SEA Eagles stars Api Koroisau and Joel Thompson have been spending time away from football at the Avalon Youth Hub, which assists the mental wellbeing of kids on Sydney's Northern Beaches.
They aren't counsellors but turn up each Wednesday to chat with the kids informally and talk football.
Manly have been working closely with several suicide services.
"Api and Joel throw the ball around, have a bit of fun with the kids and try and take their mind off things that are happening around them," Manly marketing and engagement manager Kellie Pethybridge said. "We want to be there as a support for a lot of the kids."
BULLDOGS skipper Josh Jackson and backrower Adam Elliott found time in their hectic schedules to shock and delight Peter, a big Bulldogs fan who lives with an intellectual disability.
The two NRL players picked up Peter and drove him to the Chalmers Road School graduation, where he is school captain.
"It's amazing for me and Jacko to be a part of the Year 12 formal for Chalmers Road School and to see how happy Pete was all afternoon," Elliott said. "I know how special these moments are."
Jackson added: "We are really lucky to be able to have that impact on people's lives."
PENRITH's indigenous welfare office Glen Liddiard has secured life after footy for six young Panthers players - Brent Naden, Brock Naden, Daine Laurie, Liam Coleman, Alan Fitzgibbon and Luke Geary - finding them jobs working on the NBN.
"We wanted to get them into jobs," Liddiard said. "A lot of the boys come from the country so if things don't work out in rugby league they can now go home and there is a career there because they will be putting in the NBN - or doing maintenance - for the next 30 years.
"The reality is, even if you do play first grade it doesn't last that long, so you eventually have to go and find a job."
RAIDERS coach Ricky Stuart is travelling through rural areas in his down time to help train and educate junior coaches.
Stuart will hold a special course for local coaches in Bega on Friday night before his club's trial game against Canterbury the next day.
In a bid to educate all coaches mentoring young players, Stuart and members of his coaching staff have also spoken and helped aspiring coaches in Griffith and Gundagai.
"This is something Rick is real keen on," Canberra media manager Ben Pollock said. "We're trying to help out the Riverina-south coaches region by offering free coaching clinics for young coaches."
6 SOUTH SYDNEY
BUDDY Gordon, who had a stint in the NRL and is now a lower-grade player with South Sydney, continues his dedicated crusade to help the kids of Redfern.

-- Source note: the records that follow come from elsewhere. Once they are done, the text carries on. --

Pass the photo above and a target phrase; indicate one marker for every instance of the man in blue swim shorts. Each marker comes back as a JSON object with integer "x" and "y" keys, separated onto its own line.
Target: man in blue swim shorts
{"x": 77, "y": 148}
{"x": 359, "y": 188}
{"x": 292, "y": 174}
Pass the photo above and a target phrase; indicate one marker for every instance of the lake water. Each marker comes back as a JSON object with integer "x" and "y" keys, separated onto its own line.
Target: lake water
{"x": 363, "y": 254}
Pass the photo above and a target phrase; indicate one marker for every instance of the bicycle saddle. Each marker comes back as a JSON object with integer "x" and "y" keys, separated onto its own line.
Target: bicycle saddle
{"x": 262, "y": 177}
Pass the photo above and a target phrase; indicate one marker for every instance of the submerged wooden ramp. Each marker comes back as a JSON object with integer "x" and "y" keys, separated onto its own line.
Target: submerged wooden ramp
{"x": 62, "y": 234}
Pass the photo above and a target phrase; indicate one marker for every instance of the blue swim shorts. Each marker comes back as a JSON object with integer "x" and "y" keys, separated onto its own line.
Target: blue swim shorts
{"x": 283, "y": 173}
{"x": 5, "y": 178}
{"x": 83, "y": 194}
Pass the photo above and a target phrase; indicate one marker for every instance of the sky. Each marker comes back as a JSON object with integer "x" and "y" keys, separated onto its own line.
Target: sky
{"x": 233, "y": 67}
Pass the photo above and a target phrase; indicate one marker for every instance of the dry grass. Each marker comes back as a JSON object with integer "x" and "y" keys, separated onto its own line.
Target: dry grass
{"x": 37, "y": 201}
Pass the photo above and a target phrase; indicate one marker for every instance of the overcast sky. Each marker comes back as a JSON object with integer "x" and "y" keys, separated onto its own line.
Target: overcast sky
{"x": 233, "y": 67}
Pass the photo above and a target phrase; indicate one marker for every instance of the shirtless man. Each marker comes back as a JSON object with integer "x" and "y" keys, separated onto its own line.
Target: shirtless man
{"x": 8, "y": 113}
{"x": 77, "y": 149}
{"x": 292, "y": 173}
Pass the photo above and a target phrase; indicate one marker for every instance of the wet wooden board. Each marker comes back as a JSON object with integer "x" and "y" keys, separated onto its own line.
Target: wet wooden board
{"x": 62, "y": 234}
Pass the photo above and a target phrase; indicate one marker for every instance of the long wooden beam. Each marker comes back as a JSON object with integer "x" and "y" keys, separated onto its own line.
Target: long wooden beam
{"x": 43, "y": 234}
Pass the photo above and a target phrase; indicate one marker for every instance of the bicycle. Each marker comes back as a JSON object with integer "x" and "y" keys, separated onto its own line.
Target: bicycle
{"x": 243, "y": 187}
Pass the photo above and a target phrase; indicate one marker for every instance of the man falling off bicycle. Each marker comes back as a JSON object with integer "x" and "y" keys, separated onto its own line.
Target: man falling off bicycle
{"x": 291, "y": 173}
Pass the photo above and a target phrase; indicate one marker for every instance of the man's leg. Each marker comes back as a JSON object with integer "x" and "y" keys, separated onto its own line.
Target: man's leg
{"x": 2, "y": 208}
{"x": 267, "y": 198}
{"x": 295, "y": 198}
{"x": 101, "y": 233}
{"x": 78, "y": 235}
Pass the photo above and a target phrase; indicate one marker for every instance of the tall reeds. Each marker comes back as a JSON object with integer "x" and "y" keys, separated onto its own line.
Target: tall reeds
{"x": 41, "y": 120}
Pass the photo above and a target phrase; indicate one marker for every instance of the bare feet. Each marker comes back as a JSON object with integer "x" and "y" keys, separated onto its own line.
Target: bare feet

Souths Cares, the club charity focused on employment, education and training opportunities for disadvantaged and marginalised youth, launched a new program last year for aboriginals aged 10 to 17 who live in the Souths area and are considered a risk of entering the juvenile justice system.
Under Gordon's mentoring, 20 kids this year will receive education and help with reconnecting to their aboriginal culture through an annual leadership and cultural camp.
7 NORTH QUEENSLAND
COWBOYS players continue to help mop up after the devastating floods around Townsville.
John Asiata, Scott Bolton, Gavin Cooper and Antonio Winterstein were lauded for their courageous assistance in helping flood victims, even helping rescue teammates.
Cooper, Ben Hampton, Jake Granville, Ethan Lowe and Nene Macdonald were all affected by the floods, as were football staff members David Fairleigh, David Tangata-Toa, Glenn Hall and Michael Dobbin.